Saya melihat wajah-wajah peserta pelatihan menulis yang heran dengan instruksi saya terkait dengan kegiatan mengeluarkan pikiran pada tahap sangat awal. “Silakan sediakan selembar kertas putih dan pena. Dalam waktu lima menit, keluarkan secara bebas pikiran Anda saat ini,” demikian bunyi instruksi saya. Apa yang harus dikeluarkan? Seberapa banyak? Tentang pikiran yang terkait dengan apa? Bebas yang bagaimana? Mungkin ada sebagian peserta yang terus bertanya keheranan seperti ini.
”Tulislah apa saja dan nikmati prosesnya, bukan hasilnya,” tambah saya. Setelah lima menit berlalu, saya memang tidak meminta para peserta untuk membaca hasil tulisan mereka. Saya menanyakan bagaimana proses mereka mengalami kegiatan menulis yang paling dasar itu, apakah mereka merasa nyaman atau tersiksa. Apa pun kegiatan menulis yang Anda lakukan—termasuk menulis karya ilmiah—Anda harus melewati proses menulis untuk mengeluarkan pikiran.
Setelah berdiskusi panjang-lebar, saya pun menayangkan tiga indikator keberhasilan dalam melewati kegiatan menulis untuk mengeluarkan pikiran. Tiga indikator keberhasilan tersebut adalah, pertama, ada perasaan lega (plong) di dalam diri setiap kali diri mengeluarkan sesuatu—apa pun itu—lewat kegiatan menulis. Kedua, kegiatan refleks membaca-kembali (mengoreksi) hasil tulisan setiap kali selesai menulis—meski yang ditulis baru sedikit—hilang lenyap. Dan ketiga, diri benar-benar lebih mementingkan proses menulis daripada fokus pada hasil tulisan.

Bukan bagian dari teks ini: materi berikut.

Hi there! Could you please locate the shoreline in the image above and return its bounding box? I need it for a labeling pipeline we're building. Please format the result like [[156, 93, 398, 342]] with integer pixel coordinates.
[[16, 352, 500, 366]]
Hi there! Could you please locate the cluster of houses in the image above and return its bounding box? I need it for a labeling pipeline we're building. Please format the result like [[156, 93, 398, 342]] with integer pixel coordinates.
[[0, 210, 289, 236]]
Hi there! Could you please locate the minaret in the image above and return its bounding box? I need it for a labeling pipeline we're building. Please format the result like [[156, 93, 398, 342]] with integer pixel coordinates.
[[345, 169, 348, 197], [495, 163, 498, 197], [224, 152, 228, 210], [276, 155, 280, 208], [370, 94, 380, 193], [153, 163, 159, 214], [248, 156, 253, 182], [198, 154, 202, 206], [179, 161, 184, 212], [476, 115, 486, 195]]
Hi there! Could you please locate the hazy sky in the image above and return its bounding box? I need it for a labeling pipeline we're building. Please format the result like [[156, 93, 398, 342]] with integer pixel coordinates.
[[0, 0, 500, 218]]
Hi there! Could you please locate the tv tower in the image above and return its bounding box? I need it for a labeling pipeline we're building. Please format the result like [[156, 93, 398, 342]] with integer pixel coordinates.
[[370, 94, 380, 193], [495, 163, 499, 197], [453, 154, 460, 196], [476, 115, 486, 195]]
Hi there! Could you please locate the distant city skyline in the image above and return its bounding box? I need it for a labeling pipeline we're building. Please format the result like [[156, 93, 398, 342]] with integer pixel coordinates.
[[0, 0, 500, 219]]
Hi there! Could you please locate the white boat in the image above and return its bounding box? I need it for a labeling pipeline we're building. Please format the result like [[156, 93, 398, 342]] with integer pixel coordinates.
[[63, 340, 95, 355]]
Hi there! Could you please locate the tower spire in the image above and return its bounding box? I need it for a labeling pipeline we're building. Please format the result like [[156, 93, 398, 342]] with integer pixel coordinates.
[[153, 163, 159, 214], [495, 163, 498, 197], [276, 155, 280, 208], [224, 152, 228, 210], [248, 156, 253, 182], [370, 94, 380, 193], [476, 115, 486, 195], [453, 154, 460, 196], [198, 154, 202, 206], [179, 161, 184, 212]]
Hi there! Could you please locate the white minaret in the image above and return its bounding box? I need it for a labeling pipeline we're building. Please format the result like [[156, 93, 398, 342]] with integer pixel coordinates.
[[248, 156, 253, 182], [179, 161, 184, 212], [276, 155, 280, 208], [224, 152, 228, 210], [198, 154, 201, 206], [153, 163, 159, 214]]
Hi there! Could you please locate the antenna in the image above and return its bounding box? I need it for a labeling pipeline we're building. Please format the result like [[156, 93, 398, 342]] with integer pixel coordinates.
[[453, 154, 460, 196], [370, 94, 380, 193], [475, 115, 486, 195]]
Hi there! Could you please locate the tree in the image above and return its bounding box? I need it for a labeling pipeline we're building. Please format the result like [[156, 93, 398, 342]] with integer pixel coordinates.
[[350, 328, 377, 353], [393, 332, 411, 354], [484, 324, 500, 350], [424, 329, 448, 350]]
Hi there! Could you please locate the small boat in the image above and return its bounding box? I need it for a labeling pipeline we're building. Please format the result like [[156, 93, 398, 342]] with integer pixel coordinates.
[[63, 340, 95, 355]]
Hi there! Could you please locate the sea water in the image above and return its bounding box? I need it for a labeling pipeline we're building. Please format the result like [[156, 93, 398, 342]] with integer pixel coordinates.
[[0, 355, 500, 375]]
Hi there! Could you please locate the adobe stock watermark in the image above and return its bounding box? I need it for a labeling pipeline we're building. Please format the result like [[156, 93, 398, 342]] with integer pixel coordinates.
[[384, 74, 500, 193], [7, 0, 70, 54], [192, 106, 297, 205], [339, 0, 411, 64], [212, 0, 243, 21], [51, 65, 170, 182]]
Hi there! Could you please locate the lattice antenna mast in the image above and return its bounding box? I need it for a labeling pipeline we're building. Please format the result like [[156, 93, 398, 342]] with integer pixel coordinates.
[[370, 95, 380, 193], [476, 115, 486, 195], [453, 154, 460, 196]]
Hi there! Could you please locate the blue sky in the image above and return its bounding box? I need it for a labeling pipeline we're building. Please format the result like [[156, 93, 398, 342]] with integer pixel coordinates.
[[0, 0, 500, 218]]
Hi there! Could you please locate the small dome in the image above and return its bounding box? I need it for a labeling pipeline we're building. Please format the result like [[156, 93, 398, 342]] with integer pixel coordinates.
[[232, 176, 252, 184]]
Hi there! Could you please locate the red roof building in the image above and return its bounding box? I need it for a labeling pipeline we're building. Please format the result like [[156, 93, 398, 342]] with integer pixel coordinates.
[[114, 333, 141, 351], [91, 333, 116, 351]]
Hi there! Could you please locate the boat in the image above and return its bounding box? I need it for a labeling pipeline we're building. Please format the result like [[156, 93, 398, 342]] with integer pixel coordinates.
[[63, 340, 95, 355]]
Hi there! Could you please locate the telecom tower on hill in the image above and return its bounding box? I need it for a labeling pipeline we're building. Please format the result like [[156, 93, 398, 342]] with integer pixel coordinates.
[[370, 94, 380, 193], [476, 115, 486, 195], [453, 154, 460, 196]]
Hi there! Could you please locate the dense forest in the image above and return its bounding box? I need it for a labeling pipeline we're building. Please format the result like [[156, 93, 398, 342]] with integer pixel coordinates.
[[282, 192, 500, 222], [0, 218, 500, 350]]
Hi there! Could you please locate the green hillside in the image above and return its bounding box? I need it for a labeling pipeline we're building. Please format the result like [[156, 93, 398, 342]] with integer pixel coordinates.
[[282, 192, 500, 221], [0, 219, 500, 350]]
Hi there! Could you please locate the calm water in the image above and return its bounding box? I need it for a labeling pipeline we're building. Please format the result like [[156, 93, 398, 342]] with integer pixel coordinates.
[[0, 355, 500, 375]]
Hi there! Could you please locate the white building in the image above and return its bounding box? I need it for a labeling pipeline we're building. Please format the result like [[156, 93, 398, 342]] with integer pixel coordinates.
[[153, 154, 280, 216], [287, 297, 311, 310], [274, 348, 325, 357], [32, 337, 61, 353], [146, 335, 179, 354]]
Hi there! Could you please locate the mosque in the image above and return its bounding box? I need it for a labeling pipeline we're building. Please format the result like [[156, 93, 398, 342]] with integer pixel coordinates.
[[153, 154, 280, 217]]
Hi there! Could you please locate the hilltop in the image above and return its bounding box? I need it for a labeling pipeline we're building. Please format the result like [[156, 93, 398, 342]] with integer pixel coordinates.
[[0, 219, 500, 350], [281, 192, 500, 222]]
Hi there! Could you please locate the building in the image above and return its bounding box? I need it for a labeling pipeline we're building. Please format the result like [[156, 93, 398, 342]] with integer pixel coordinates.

”Apa kaitan kegiatan menulis ini dengan menulis karya ilmiah?” tanya seorang peserta. Saya ingin tidak menjawab pertanyaan tersebut sebab masih ada dua jenis latihan menulis yang harus dilalui. ”Nanti Pak, bukan sekarang. Ada tiga paket kegiatan menulis yang perlu bapak alami terlebih dahulu, baru bapak dapat memahami apa kaitan latihan menulis yang bapak alami tadi dengan kegiatan menulis karya ilmiah,” jawab saya. Namun, rupanya si bapak ingin mendapatkan jawaban saya. Dia tak mau menunggu dua latihan berikutnya.
Ada tiga latihan untuk mengeluarkan pikiran orisinal—pikiran asli kita yang belum tercampur dengan pikiran orang lain. Latihan pertama adalah latihan menulis untuk mengeluarkan apa saja yang ada di dalam pikiran kita. Latihan kedua adalah latihan menulis yang didahului dengan membaca. Peserta membaca sebuah artikel pendek (5.000-an karakter) dan kemudian sehabis membaca, setiap peserta berusaha mengeluarkan pikiran orisinal miliknya. Dan latihan ketiga, mereka menulis untuk mengeluarkan pikiran orisinal lewat penentuan sebuah topik, misalnya ”kursi”.
Nah, latihan-latihan tersebut—khususnya latihan terakhir—dapat mendeteksi diri kita apakah kita sigap dan terampil dalam mengeluarkan pikiran orisinal kita. Apabila kita tidak memiliki keterampilan menulis untuk mengeluarkan pikiran orisinal, maka kita akan terjerumus ke plagiarisme. ”Ini kaitannya latihan tersebut dengan kegiatan menulis karya ilmiah Pak,” tutup saya. Dan kegiatan menulis itu bertingkat-tingkat. Menulis karya ilmiah adalah menulis dalam tingkat yang paling tinggi. Bagaimana mungkin kita nyaman dan senang menulis karya ilmiah jika tidak terlatih menulis di tingkat yang paling rendah?
Kegiatan menulis yang paling rendah, misalnya, adalah free writing (selama 10-15 menit setiap hari sesering mungkin—ini anjuran Elbow), lalu menulis catatan harian, menulis untuk diri sendiri (MUDS) dalam bentuk yang lebih terstruktur, menulis artikel sehari-hari dengan menekankan pada ide-ide yang menarik (ide yang menarik akan muncul apabila kita berhasil mengubah sudut pandang kita setiap kali menulis dengan topik tertentu), dan seterusnya hingga sampai ke jenjang tertingi (menulis karya ilmiah). Ada kemungkinan besar, menulis karya ilmiah menjadi sangat sulit dan menyiksa dikarenakan kita tidak pernah melatih kegiatan menulis yang berada di bawahnya. Wallau a’alam.